"The Tooth Fairy forgot to turn up last night, the boy was upset." Dawn was making idle chat whilst we were waiting for the office daily briefing.
I was tapping at my laptop with a side of coffee, mostly correcting the autocorrect that had just uncorrected my work. Others were putting the world to rights in the time-honoured fashion. Wasting time while the boss was doing whatever bosses do.
Dawn continued now that she had the attention of several of her friends. "The tooth was all wrapped up in tissue paper and tucked under his pillow but I forgot all about it. What a disaster; tears at breakfast. I managed to sort it out though, I managed to blame the person who popped the bubble-wrap."
The rest of the room turned to listen to the explanation as she continued, dead pan. "I told him that whenever a bubble-wrap was popped, a fairy died somewhere in the world. So someone, somewhere has finally popped the bubble that killed the Tooth Fairy."
Dawn really did have a dark humour. You'd never think it when you first met her; she appeared to be quite the plain Jane, quietly spoken and demure. She had a legendary streak though, she once turned up with a dead insect glued to her hand and slapped the boss firmly on the back of his head while he wasn't looking. When his head stopped vibrating she pretended to have saved him from being stung.
She was short and stocky but was a real dark horse; she was the one who swapped the dirtiest stories with her friends and could insert lewd innuendo into the most innocent of remarks.
Whilst we looked at her horrified at the thought of telling a child about bubble wrap and fairies, with perfect timing my network connection froze and I was left pounding a useless keyboard. Frustrated, I hammered loudly on random keys and imagined that it forced a bearded nerd in a stained sweater tucked into his underwear into action, running to replace a rubber band somewhere.
Dawn looked across, "Does that have any effect?"
I sighed, "No, but it makes me feel better."
"I find that whacking my mouse does it for me."
I struggled to find anything remotely polite to say to that. Luckily, just then the editor rushed into the room. Nothing strange there, he was always in a rush.
He was an old-timer journalist; stout and balding with a perma-stench of stale whisky and tobacco. He fancied that his local newspaper investigated international scandal, but in reality it was mostly a collection of lame stories about cat shows that filled the spaces between the adverts. If we were lucky we might have a complaint from an ornithologist that his binoculars had been stolen; that could fill a whole page with a sad face surrounded by pictures of birds and accounts of an extensive police investigation into a shocking crime wave.
How we longed for a good car crash.
Plenty of gore, that was what attracted the readers. Bent metal was better than nothing, but dismembered bodies sold serious copy.
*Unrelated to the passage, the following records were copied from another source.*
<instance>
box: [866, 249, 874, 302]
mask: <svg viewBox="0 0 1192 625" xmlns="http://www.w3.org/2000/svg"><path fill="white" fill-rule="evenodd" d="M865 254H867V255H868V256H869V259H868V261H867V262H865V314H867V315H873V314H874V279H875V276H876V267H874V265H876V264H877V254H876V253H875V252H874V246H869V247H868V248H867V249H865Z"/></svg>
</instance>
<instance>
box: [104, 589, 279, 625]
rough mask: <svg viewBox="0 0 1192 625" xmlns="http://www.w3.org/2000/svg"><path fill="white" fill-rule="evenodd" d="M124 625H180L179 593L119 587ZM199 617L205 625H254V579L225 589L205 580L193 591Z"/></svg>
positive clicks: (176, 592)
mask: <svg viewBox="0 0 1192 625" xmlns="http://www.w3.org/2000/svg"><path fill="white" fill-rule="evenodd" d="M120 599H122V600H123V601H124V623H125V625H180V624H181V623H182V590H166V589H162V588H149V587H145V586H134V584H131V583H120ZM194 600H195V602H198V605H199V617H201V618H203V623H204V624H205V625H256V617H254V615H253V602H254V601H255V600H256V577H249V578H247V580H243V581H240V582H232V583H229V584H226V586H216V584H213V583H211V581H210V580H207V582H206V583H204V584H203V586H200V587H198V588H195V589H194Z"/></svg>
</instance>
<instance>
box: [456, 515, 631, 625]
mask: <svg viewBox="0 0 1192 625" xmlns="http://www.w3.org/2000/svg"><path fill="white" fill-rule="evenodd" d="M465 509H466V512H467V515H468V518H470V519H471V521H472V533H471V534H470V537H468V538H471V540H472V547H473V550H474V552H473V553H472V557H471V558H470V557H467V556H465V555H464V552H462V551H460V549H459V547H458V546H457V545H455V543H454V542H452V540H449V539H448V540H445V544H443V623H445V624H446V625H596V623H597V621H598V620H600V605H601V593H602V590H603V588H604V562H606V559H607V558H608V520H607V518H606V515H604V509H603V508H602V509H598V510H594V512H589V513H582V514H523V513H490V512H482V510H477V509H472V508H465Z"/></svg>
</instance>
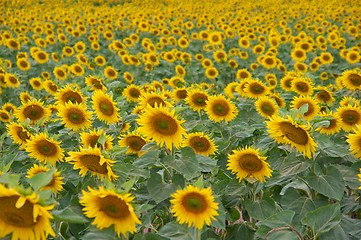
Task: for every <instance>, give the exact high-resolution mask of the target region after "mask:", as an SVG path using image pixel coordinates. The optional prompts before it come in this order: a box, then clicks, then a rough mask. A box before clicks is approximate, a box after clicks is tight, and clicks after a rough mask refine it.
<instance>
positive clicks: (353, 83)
mask: <svg viewBox="0 0 361 240" xmlns="http://www.w3.org/2000/svg"><path fill="white" fill-rule="evenodd" d="M349 79H350V81H351V82H352V85H354V86H360V85H361V76H359V75H357V74H354V73H352V74H350V76H349Z"/></svg>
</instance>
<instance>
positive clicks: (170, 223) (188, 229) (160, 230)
mask: <svg viewBox="0 0 361 240" xmlns="http://www.w3.org/2000/svg"><path fill="white" fill-rule="evenodd" d="M194 231H195V228H188V227H187V225H180V224H178V223H176V222H169V223H167V224H166V225H164V226H163V227H162V228H161V229H160V230H159V232H158V234H159V235H160V236H162V237H165V238H167V239H170V240H193V236H194Z"/></svg>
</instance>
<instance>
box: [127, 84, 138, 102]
mask: <svg viewBox="0 0 361 240" xmlns="http://www.w3.org/2000/svg"><path fill="white" fill-rule="evenodd" d="M141 94H142V89H141V88H140V87H138V86H137V85H134V84H130V85H128V86H127V87H126V88H125V89H124V90H123V92H122V95H123V96H125V97H126V100H127V101H128V102H137V101H138V100H139V98H140V96H141Z"/></svg>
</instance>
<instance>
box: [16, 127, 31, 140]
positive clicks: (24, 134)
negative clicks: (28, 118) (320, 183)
mask: <svg viewBox="0 0 361 240" xmlns="http://www.w3.org/2000/svg"><path fill="white" fill-rule="evenodd" d="M16 134H17V135H18V137H19V138H20V139H21V140H23V141H24V142H25V141H27V140H29V139H30V136H29V134H28V133H27V132H26V131H23V129H22V128H21V127H18V128H17V129H16Z"/></svg>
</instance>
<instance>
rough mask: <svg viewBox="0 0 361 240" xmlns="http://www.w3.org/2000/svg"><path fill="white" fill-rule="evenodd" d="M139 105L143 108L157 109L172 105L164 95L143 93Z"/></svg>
mask: <svg viewBox="0 0 361 240" xmlns="http://www.w3.org/2000/svg"><path fill="white" fill-rule="evenodd" d="M139 105H140V106H142V107H143V108H146V107H148V106H150V107H155V105H158V106H164V107H166V106H168V107H169V106H170V105H171V104H170V103H168V102H167V101H166V97H165V96H164V94H162V93H155V92H152V93H143V94H142V95H141V96H140V98H139Z"/></svg>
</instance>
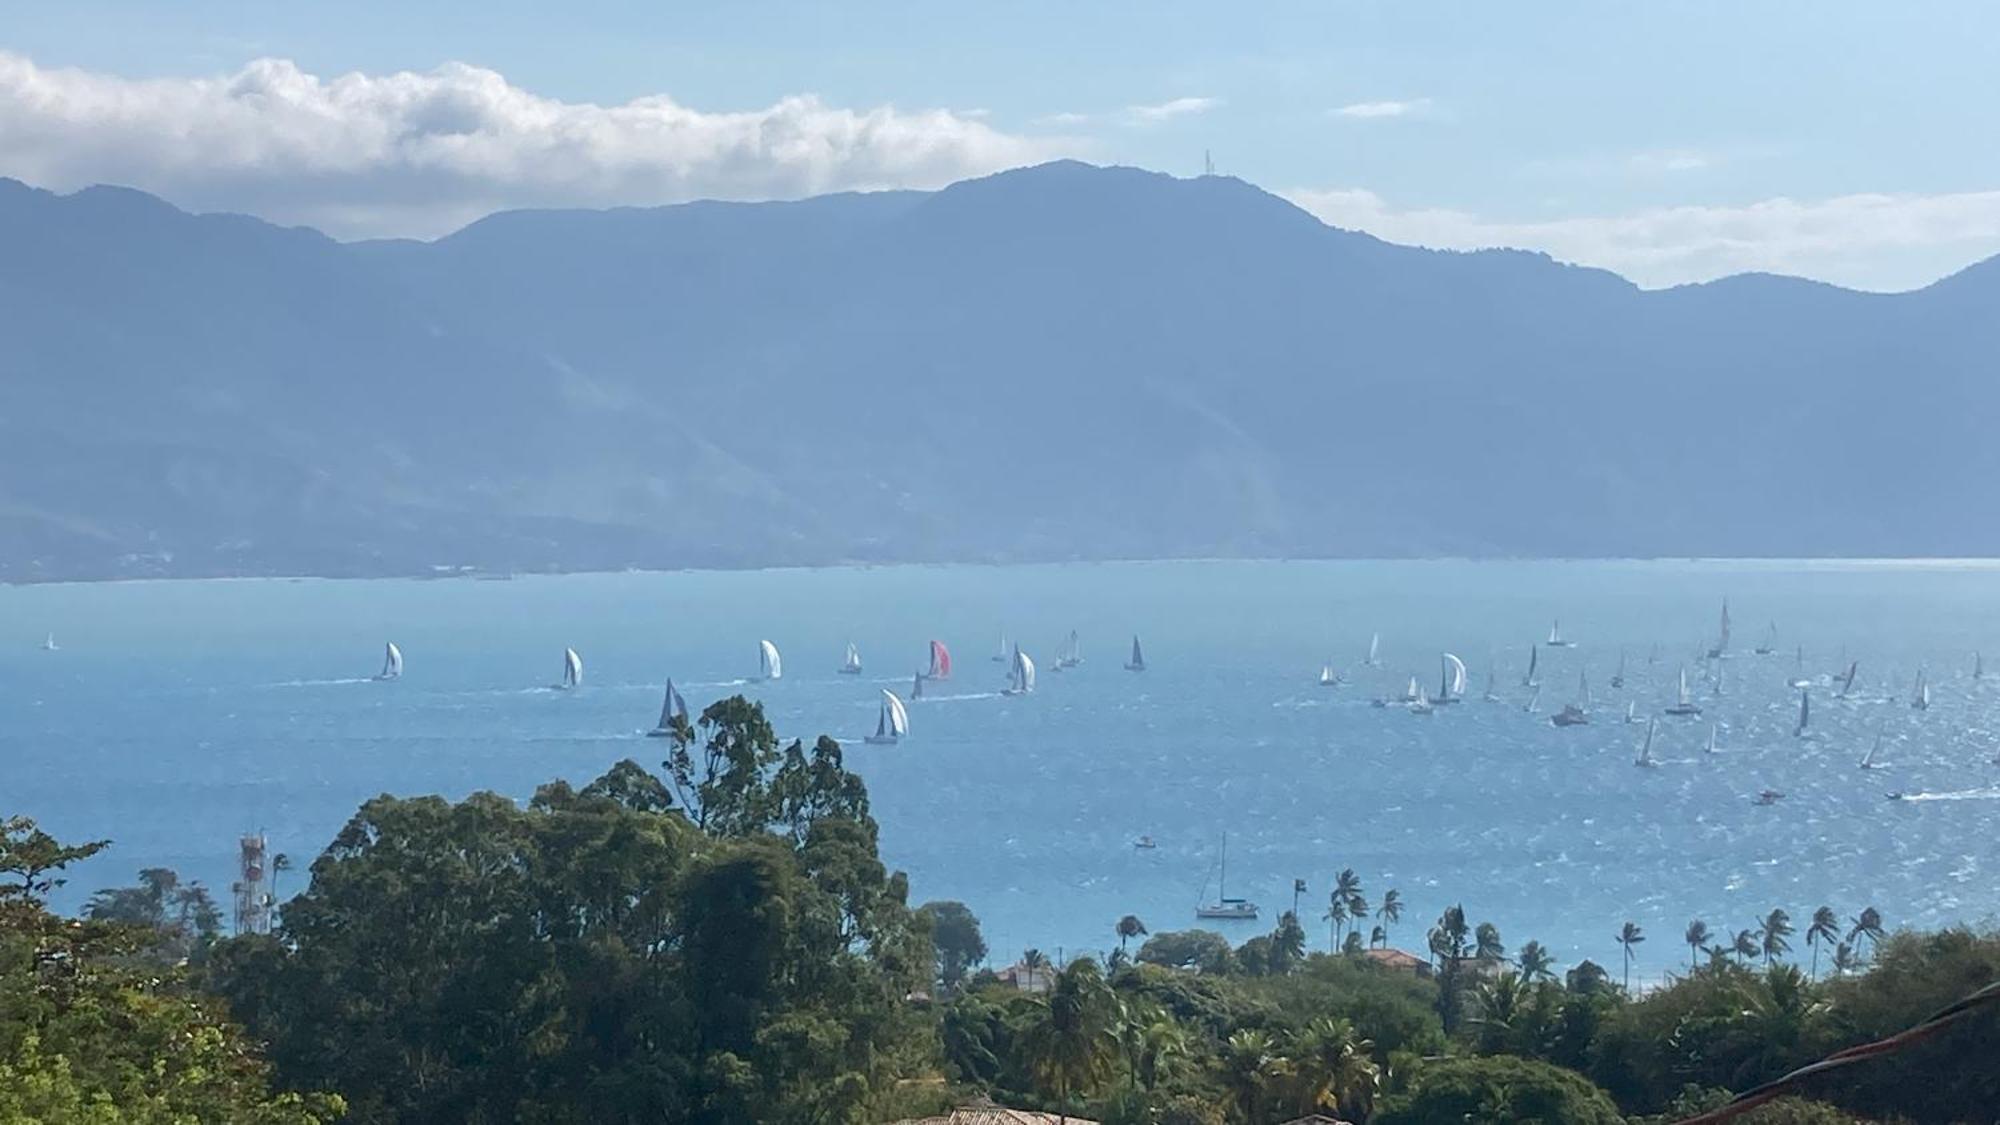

Even just a tiny puddle of blood increased sales out of all proportion. The macabre public did their best to assist, gathering about scenes to take photos and sending them in for publication, then leaving flowers wrapped in cellophane and posting crap on social media to pretend they cared. Hugs and thoughts, my arse.
This week, the highlight of this particular corner of the international press was the annual local Elvis festival. The town was becoming full of grown men with silly wigs and flared pants grunting "Uh huh" at each other. It was likely to fill column inches for several weeks, including summaries, post mortems, letters to the editor, plans for next year, court cases when the drunks who had been arrested came to trial...
The editor handed out some assignments. Someone to cover the main event hall, another for the street fringe scene, someone else to go around the pubs and bars for public interest items.
I always tried to make sure that I avoided that particular short straw and this year I had spent several weeks developing my own assignment specially timed to conflict with it. It was about some religion-sex-and-drugs swinger group and rumours abounded about people being indoctrinated and losing their personalities.
Someone had dubbed it the 'Twig Davidians', but at last I had something that I might possibly turn into a proper story.
As far as I could determine no-one at this group was being hurt even everything was true but it was my paid duty to bring this sad tale of hedonism to the cleansing eye of the prurient public. It wasn't even a closed commune, surely the first rule of such societies. It was just a weekend meeting of like spirits. Whatever was going on, it wasn't cult religion.
Our 'in' was an internet forum that I had joined, posting regularly to gain an on-line reputation and an invitation. It would be difficult to be accepted into the group as a single male so Dawn would be my pretend wife.
The event itself was a Halloween party -- the sort of thing that I'd normally hide from. Enforced jollity, stupid outfits, what was there to like? I couldn't see any serious cult having recruitment drives at fancy dress parties.
We had considered having Dawn go by herself but there were drawbacks. Firstly, I wanted to be there to escape the alternative. Secondly Dawn might need back-up, thirdly I'd seen a comment that unaccompanied females were regarded as unicorns. They might exist somewhere but certainly not here.
So that evening we met at the office, all dressed up ready to go and with a miniature camera in Dawn's handbag. She was in black heels and a red dress that was just a little too short and a little too tight. It showed off every bulge, even inventing a couple more of its own.